- Amazon dropped 14 percent in two days, marking its worst two-day tumble since February 2014.
- The company reported disappointing financial results on Thursday.
- Tech stocks fell broadly on Monday, with the Nasdaq closing down 1.6 percent.
Amazon shares closed down 6.3 percent on Monday suffered their steepest two-day tumble in more than four years, as investors continued to flee the stock following Thursday's disappointing earnings report.
The stock dropped $103.93 to $1,538.88 at the close, after losing $139.36, or 7.8 percent, on Friday, and is trading at its lowest price since April, down 23 percent over the past month. The 13.7-percent drop over two days is the biggest decline since February 2014, when the shares plummeted 14.1 percent.

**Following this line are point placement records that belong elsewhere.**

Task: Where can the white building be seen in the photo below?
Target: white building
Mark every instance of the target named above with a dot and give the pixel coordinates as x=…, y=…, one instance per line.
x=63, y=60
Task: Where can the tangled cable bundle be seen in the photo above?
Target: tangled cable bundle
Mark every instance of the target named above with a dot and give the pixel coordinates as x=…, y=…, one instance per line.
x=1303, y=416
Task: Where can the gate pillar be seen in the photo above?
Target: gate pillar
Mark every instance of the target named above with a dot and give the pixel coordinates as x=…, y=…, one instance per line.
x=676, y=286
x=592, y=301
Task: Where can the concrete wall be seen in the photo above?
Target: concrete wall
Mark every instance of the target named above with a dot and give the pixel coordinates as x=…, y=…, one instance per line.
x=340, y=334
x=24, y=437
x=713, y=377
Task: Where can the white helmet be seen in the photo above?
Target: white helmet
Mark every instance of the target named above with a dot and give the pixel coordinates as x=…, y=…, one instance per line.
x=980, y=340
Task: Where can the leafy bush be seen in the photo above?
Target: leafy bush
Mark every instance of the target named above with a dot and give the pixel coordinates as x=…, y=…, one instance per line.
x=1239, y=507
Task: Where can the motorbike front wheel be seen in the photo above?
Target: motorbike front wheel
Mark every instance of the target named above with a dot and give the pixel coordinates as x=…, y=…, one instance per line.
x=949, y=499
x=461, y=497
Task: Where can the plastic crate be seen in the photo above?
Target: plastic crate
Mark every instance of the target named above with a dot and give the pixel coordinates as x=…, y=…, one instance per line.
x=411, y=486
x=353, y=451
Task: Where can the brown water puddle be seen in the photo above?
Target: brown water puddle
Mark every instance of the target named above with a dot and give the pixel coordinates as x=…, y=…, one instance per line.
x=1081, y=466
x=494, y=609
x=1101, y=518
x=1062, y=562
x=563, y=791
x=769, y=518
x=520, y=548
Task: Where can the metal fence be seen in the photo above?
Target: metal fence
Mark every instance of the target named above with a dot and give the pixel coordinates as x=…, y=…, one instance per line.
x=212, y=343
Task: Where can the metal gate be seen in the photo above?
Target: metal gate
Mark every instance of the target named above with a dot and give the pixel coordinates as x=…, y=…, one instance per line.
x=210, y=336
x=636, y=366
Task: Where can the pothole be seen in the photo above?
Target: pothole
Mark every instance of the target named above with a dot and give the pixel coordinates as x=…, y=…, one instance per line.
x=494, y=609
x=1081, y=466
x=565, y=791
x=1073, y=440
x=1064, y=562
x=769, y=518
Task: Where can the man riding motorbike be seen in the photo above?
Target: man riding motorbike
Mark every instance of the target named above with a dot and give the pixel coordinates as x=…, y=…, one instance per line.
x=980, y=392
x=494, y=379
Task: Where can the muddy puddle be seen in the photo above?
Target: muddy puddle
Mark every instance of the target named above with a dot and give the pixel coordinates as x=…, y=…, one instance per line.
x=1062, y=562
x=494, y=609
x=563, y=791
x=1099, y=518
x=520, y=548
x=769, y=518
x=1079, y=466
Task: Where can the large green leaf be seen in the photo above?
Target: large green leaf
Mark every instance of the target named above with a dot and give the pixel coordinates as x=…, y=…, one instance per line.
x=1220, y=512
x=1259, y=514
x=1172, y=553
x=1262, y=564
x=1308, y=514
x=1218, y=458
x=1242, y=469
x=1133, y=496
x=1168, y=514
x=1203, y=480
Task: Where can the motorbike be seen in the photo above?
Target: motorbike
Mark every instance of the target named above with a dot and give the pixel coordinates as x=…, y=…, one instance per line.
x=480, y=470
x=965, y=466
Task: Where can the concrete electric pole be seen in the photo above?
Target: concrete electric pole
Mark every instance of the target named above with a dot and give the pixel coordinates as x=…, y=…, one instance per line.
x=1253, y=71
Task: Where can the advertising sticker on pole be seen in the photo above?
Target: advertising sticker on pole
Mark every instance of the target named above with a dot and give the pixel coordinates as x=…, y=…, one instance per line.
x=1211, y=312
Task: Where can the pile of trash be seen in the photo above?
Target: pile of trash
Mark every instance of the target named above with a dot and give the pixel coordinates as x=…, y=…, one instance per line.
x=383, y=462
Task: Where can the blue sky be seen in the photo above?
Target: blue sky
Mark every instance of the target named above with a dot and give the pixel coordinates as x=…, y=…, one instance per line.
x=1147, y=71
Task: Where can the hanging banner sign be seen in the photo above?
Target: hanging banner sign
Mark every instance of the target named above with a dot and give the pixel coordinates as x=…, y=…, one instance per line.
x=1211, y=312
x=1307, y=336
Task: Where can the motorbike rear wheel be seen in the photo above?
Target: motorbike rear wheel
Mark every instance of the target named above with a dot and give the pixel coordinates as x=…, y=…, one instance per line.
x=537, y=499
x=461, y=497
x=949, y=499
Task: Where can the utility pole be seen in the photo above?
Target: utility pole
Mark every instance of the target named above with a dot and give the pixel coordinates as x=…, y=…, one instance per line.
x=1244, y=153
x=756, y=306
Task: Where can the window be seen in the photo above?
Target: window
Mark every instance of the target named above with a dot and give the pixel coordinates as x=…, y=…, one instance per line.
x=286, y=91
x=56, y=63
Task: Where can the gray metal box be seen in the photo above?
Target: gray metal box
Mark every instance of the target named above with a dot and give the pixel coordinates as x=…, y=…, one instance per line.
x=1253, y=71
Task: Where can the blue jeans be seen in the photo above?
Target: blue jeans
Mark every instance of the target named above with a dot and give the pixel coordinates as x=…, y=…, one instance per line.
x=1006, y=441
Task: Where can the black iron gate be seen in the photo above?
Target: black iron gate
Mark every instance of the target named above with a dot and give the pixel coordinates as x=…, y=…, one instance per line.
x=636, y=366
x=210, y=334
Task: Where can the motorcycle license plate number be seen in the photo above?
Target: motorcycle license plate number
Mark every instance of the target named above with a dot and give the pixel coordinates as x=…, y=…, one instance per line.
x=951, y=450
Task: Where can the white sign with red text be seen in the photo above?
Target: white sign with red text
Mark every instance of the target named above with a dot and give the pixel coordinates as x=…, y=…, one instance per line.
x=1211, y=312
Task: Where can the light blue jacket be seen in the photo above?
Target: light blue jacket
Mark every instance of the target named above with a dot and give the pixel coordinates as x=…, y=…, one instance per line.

Amazon reported third-quarter revenue last week that trailed analysts' estimates and also provided a fourth-quarter outlook that was below expectations. The stock dragged down the Nasdaq, which closed down 1.6 percent on Monday. Netflix, which like Amazon has been a favored stock for tech investors in recent years, is in the midst of a hefty two-day drop, down 9 percent.
Monday was a tumultuous day for tech stocks broadly as markets opened to the news that IBM agreed to buy cloud software distributor Red Hat for $34 billion, a 63 percent premium. Red Hat surged on the news, while IBM was down 4.1 percent.